Stephen P. Gallagher, President, LeadershipCoach.us

There is a great deal of research from the behavioral sciences supporting the notion that people prefer to spend time with people who are similar to themselves. However, if your firm hires only new people whom insiders like and feel comfortable being around, you should expect to continue to rely on ONLY past history, well-developed procedures, and proven technologies to grow your business. In these times when most companies are experimenting with new procedures, inventing and testing new technologies to satisfy customer demands, to enter new markets, and to gain an advantage over competition, hiring new kinds of people will be key for your firm’s survival. (1.)

Recruiting talent has always been a difficult job in the best of times, and as we continue with what appears to be an even more challenging business environment, law firm leadership—and particularly the role of managing partner—will become increasingly complex. I’d like to examine the role of today’s managing partners in light of how connections within a firm and between the firm and the outside world are evolving. Let me start by stating that I believe law firm leadership can no longer operate under some of the old assumptions:

•   Expecting blind loyalty from employees in exchange for job security.
•   Delaying decisions for days, weeks, months, or years.
•   Accepting mediocre job performance.
•   Embracing consensus and avoiding conflict.

As a managing partner working within this high-risk culture, you will need to create an environment that is: more tolerant of dissent; more supportive of experimentation; and at the same time, more committed to shared discussion and learning. Increasingly, managing partners are finding out that while money plays a part in the discussion to leave or stay with the firm, other factors seem to matter more. Law firms are beginning to look more seriously at career development, responsibility, professional satisfaction and overall law firm atmosphere to supplement compensation packages

“Aligning the Stars” (2.) is a term first used by Jay W. Lorsch and Thomas J. Tierney in a book that discussed how law firm’s attract, retain, motivate, organize, and lead the stars that shape a firm’s destiny. Since success in legal services can be determined more by the people you pay than the people who pay you, I’d like to examine how hiring new kinds of people will be key for your firm’s survival.

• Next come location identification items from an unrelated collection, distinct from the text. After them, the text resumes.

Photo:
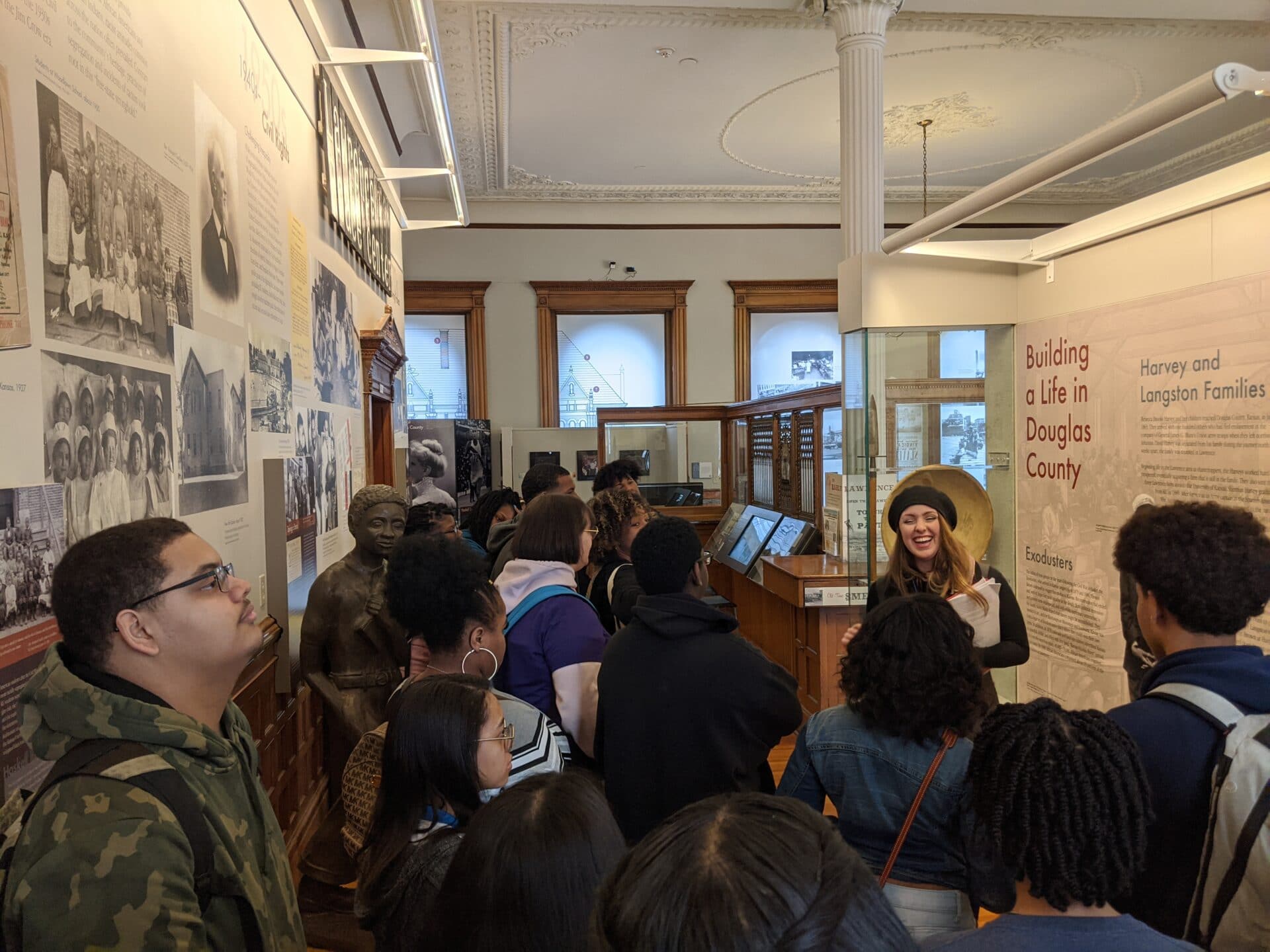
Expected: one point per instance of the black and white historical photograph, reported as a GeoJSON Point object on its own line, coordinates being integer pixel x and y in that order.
{"type": "Point", "coordinates": [337, 350]}
{"type": "Point", "coordinates": [812, 366]}
{"type": "Point", "coordinates": [32, 541]}
{"type": "Point", "coordinates": [107, 442]}
{"type": "Point", "coordinates": [320, 444]}
{"type": "Point", "coordinates": [116, 240]}
{"type": "Point", "coordinates": [270, 364]}
{"type": "Point", "coordinates": [211, 412]}
{"type": "Point", "coordinates": [640, 457]}
{"type": "Point", "coordinates": [588, 463]}
{"type": "Point", "coordinates": [544, 456]}
{"type": "Point", "coordinates": [431, 463]}
{"type": "Point", "coordinates": [474, 459]}
{"type": "Point", "coordinates": [220, 249]}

The performance challenges that law firm’s face–for example, client satisfaction, technological change, competitive threats, and regulatory threats are forcing firms to, “avoid the mistakes of looking for the seeds of tomorrow in yesterday’s fields. (3.) If your firm hires only new people whom insiders like and feel comfortable being around, you should expect to continue to rely on ONLY past history, well-developed procedures, and proven technologies to grow your business. In these times when most companies are experimenting with new procedures, inventing and testing new technologies to satisfy customer demands, to enter new markets, and to gain an advantage over competition, hiring new kinds of people will be key for your firm’s survival.

1.      March, J. G., “Exploration and Exploitation in Organizational Learning,” Organizational Science 2 (1991): 71-87.
2.      Hammer, M., The Agenda: What Every Business Must Do to Dominate the Decade (New York: Crown Business Press, 2001), 254
3.    March, J. G., “Exploration and Exploitation in Organizational Learning,” Organizational Science 2 (1991): 71-87.